Por Isadora Rupp – 26 de maio de 2024(atualizado 26/05/2024 às 19h33)
Projeto aprovado na Comissão de Constituição e Justiça autoriza tratamento para condenados por crimes sexuais e altera Lei de Execução Penal. Pesquisadores avaliam a proposta ao ‘Nexo’
A Comissão de Constituição e Justiça do Senado aprovou na quarta-feira (22) um projeto de lei que autoriza o tratamento químico hormonal – conhecido como “castração química” – para condenados por mais de uma vez por crimes como estupro, violação sexual mediante fraude ou estupro de vulnerável.
75,8% dos casos de estupro notificados Brasil são de menores de 14 anos, de acordo com dados do Fórum Brasileiro de Segurança Pública. Segundo o autor do projeto, o senador Styvenson Valentim (Podemos-RN), a medida é uma “opção para a diminuição de crimes sexuais, que é altíssima no nosso país”.
Caso não haja recurso para que passe pelo plenário do Senado, o texto segue para análise na Câmara dos Deputados, e passa, obrigatoriamente, pela CCJ da Câmara, onde pode ser aprovado em caráter terminativo (com 34 dos 66 deputados da comissão). Depois, o texto seguiria para sanção – ou veto – presidencial.
Neste texto, o Nexo explica como funciona o tratamento aprovado pela CCJ e analisa com pesquisadores quais são as medidas e os limites legais, éticos e políticos da proposta.
O que diz a proposta
O PL 3.127/2019 autoriza que o condenado mais de uma vez por crimes de estupro, violação sexual mediante fraude ou estupro de vulnerável (menor de 14 anos) se submeta a um tratamento que o projeto chama de “químico hormonal de contenção de libido”, desde que aceite de forma voluntária.
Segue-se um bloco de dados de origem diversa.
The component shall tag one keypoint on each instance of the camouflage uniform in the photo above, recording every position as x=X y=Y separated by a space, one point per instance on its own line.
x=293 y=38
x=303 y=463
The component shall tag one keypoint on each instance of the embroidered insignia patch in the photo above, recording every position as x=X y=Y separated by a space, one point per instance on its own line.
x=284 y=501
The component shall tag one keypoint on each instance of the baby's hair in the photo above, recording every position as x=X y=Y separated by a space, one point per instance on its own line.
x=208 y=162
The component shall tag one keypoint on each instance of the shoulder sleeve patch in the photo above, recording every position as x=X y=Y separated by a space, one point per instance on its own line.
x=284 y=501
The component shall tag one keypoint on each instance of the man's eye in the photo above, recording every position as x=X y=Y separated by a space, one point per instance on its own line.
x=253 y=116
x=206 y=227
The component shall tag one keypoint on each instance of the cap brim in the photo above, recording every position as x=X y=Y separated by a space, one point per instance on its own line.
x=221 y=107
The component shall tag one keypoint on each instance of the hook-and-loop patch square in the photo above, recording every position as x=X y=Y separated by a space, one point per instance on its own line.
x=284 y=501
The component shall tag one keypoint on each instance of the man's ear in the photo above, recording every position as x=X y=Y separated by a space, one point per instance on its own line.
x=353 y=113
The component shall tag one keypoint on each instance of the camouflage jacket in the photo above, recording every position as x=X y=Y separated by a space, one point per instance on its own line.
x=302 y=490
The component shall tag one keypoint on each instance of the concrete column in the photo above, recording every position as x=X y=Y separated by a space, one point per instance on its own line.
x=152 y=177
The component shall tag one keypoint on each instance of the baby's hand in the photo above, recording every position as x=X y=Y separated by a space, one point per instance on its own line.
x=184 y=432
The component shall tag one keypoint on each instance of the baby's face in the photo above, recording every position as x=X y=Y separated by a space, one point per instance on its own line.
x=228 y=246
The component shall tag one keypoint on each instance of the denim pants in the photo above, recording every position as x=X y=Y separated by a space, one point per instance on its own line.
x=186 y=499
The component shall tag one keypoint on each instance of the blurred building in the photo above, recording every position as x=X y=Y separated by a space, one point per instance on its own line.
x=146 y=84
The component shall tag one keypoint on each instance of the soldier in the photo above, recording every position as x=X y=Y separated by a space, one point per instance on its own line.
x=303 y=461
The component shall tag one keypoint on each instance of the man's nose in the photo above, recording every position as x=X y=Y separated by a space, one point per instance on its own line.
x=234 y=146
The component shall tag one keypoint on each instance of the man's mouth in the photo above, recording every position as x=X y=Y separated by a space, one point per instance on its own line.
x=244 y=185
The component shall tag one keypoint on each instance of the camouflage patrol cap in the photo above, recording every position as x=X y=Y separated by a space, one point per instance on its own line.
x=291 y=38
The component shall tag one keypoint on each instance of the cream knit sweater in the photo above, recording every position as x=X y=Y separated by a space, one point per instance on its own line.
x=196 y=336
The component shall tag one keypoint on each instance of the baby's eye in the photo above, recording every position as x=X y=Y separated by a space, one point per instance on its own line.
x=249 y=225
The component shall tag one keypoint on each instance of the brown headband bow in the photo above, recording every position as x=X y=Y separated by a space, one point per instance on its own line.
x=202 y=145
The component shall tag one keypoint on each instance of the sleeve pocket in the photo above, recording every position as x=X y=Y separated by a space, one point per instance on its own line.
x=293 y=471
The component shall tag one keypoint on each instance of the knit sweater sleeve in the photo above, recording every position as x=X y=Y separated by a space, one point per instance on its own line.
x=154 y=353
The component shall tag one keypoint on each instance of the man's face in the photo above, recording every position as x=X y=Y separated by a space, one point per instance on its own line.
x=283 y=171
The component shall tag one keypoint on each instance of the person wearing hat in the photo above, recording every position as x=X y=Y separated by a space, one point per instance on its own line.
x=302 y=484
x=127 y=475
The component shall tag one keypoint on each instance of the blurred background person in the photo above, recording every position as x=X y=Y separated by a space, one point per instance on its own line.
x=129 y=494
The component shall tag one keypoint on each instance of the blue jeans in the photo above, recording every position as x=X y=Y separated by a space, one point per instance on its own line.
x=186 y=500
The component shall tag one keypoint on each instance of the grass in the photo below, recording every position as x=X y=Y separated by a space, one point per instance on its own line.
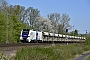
x=50 y=53
x=88 y=58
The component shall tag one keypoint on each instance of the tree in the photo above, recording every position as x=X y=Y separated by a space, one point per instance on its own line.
x=43 y=24
x=55 y=18
x=60 y=23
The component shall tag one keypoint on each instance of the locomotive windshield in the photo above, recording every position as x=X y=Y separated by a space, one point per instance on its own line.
x=25 y=31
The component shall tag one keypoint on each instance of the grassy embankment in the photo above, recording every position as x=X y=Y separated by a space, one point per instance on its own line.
x=50 y=53
x=56 y=52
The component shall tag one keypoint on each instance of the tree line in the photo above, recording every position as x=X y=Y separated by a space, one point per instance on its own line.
x=19 y=17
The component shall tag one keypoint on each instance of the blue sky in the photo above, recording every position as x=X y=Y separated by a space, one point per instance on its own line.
x=78 y=10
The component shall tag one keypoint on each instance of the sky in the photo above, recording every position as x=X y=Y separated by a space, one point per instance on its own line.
x=78 y=10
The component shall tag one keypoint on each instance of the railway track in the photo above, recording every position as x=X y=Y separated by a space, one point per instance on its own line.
x=10 y=49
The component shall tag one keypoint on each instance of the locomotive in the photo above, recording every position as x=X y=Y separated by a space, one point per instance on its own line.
x=28 y=35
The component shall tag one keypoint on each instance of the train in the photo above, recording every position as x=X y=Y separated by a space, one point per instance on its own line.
x=28 y=35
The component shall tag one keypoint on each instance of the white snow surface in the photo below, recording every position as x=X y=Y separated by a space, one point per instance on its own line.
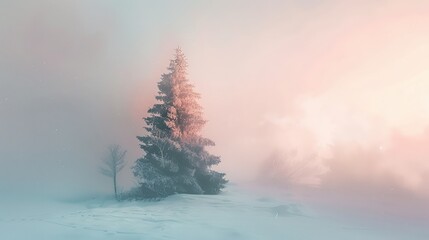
x=234 y=214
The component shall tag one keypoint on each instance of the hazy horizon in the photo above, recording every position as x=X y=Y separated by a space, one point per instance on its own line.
x=323 y=94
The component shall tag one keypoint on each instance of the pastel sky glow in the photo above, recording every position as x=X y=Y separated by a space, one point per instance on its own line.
x=337 y=90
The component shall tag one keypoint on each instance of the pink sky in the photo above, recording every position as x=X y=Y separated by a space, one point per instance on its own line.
x=343 y=81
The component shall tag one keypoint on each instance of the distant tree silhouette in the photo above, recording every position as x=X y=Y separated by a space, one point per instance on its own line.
x=113 y=163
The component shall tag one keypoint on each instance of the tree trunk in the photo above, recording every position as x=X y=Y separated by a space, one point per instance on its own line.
x=114 y=186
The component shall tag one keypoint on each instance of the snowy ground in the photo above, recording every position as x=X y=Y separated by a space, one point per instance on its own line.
x=234 y=214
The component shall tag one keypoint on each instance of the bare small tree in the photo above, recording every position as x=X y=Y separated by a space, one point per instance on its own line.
x=113 y=164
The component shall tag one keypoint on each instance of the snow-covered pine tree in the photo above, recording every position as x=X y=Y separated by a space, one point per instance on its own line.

A proposta, que não foi debatida em audiências públicas, foi aprovada na CCJ (Comissão de Constituição e Justiça) do Senado na quarta-feira (22).
O procedimento seria realizado em hospital de custódia. A adesão pelo preso não reduz a pena, mas possibilita que ela seja cumprida em liberdade condicional durante o tratamento. A saída seria permitida após uma comissão médica confirmar o início dos efeitos do tratamento. O texto propõe que o tratamento tenha uma duração mínima igual ao dobro da pena prevista.
O projeto também altera a Lei de Execução Penal para regulamentar a atuação da Comissão Técnica de Classificação. Essa comissão é a responsável por individualizar a execução penal de acordo com os antecedentes e a personalidade dos condenados, e vai especificar os requisitos e o prazo da liberdade condicional para os detentos que optarem pelo tratamento.
As inspirações do projeto
Em sua justificativa, o senador Styvenson Valentim argumenta que vários países utilizam esse mecanismo, como Coreia do Sul, Canadá, Suécia, Rússia e Dinamarca, além de diversos estados dos Estados Unidos.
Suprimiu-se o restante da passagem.